What keeps the action moving, and the Gears adrenaline pumping, are its executions.. When an enemy goes into a "down" state, you can either let them bleed out, or have a Gear perform a cinematic execution which gives an additional action point to every other Gear in the squad of four. It's a tide-turning advantage that can either get a unit out of harm's way, or set up a cascading series of actions as the Gears rip and tear through Locusts. This gets Gears Tactics into a humming, rhythmic flow of moving from enemy to enemy, setting up big plays while encouraging the use of heavy weapons.
It's a system Bielman describes with words like "fluid" and "offensive-minded." There are plenty of options, and the Gears need all the help they can get, because the Locust forces in Gears Tactics are unrelenting.
Enemy numbers can quickly escalate, and the deeper into the campaign you get, the more varied they get. Drones and wretches will charge your position; boomers sow chaos, and disciples—a new class for Tactics—let loose a gas on around their corpse that buffs enemies and harms your Gears.
Eventually, emergence holes will start to appear, and foes will stream out of them until they're blown shut. Airborne Locusts will drop in to attack unwary reserves. At times it can be overwhelming.
The massive bosses put an exclamation mark on these battles. One such boss is the Corpser, a spider-like crawler from the mainline Gears series. With a full squad of four, my team had to split its attention between the Corpser's devastating (and thankfully telegraphed) attacks, while dealing with the onslaught of regular enemy forces backing it up.
I thought I had laid out the perfect plan: my Scout was in cover, cloaked and unseen; my units covered the vantage points, safe from the Corpser's strike, while prepared for the emergence of another hole full of Locust. In a matter of moments, my perfect defense was shattered. Like XCOM, Gears Tactics punishes mistakes and punishes them hard.
Any mission in Gears Tactics can swing in a matter of turns, rewarding your smart play with a jolt of momentum, and punishing your misplays by forcing you to watch as one of your characters hits the dirt. Soldiers can be picked up from a downed state, though if a story character dies, that's an automatic failure. The procedurally generated and customizable Gears, meanwhile, suffer a more permanent death.
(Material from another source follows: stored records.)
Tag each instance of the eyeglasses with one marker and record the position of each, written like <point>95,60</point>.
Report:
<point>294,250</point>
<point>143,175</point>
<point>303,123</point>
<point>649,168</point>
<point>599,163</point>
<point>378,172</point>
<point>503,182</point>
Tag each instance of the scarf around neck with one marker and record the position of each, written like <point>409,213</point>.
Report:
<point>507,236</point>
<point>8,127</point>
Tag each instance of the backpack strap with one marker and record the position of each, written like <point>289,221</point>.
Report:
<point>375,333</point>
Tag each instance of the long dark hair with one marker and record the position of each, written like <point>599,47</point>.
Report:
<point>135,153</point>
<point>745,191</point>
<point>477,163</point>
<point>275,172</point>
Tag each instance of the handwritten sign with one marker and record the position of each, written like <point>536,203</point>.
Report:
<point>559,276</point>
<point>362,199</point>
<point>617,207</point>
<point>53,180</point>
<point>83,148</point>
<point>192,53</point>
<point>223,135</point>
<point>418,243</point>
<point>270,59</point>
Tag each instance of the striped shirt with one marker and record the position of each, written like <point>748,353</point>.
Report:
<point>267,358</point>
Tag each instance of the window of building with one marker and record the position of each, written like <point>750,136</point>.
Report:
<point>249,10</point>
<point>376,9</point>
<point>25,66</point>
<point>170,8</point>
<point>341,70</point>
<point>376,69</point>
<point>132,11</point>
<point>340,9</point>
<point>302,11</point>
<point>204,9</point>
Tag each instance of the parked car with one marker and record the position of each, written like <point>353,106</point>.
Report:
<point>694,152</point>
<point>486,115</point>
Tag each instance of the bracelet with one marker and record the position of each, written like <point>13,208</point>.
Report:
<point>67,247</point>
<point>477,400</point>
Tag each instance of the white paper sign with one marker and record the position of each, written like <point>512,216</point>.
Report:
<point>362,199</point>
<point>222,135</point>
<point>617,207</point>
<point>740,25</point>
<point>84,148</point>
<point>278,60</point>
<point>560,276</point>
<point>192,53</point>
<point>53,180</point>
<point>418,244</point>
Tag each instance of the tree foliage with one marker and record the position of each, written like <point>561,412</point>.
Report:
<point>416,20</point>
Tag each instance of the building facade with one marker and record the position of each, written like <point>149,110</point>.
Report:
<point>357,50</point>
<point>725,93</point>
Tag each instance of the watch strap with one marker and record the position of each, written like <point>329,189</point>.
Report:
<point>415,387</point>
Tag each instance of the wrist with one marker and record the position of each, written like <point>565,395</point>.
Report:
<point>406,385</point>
Tack on an ironman mode, where every decision is locked in immediately and no save-scumming is allowed, and Gears Tactics could potentially provide a real challenge akin to XCOM. Ironman in Gears Tactics is a toggle that can be used independently of difficulty choice, so you can play through the campaign on a medium difficulty while still locking in choices.
"We are all strategy game fans here, and we know that sometimes raising the stakes through something like our Ironman mode can really make the challenge come to life," Bielman says.
But while the similarities are abundant, Gears Tactics stands out to me for its aggression. It's a faster game, with more kills and more carnage. That equates to equal danger for your own Gears. A boss can push your honed strategy to the edge, as your best-laid plans are quickly torn apart by a constant stream of enemies, each bringing in their own methods of disrupting and demolishing Gears.
Gears Tactics will arrive for PC on April 28, and will be on Xbox Game Pass for PC. It may look like XCOM, but its take on tactics is ultimately faster and more brutal. Despite its unusual pedigree, it could well measure up with the genre's best. After all, Gears Tactics may be a tactical game, but it sure is a Gears game, too.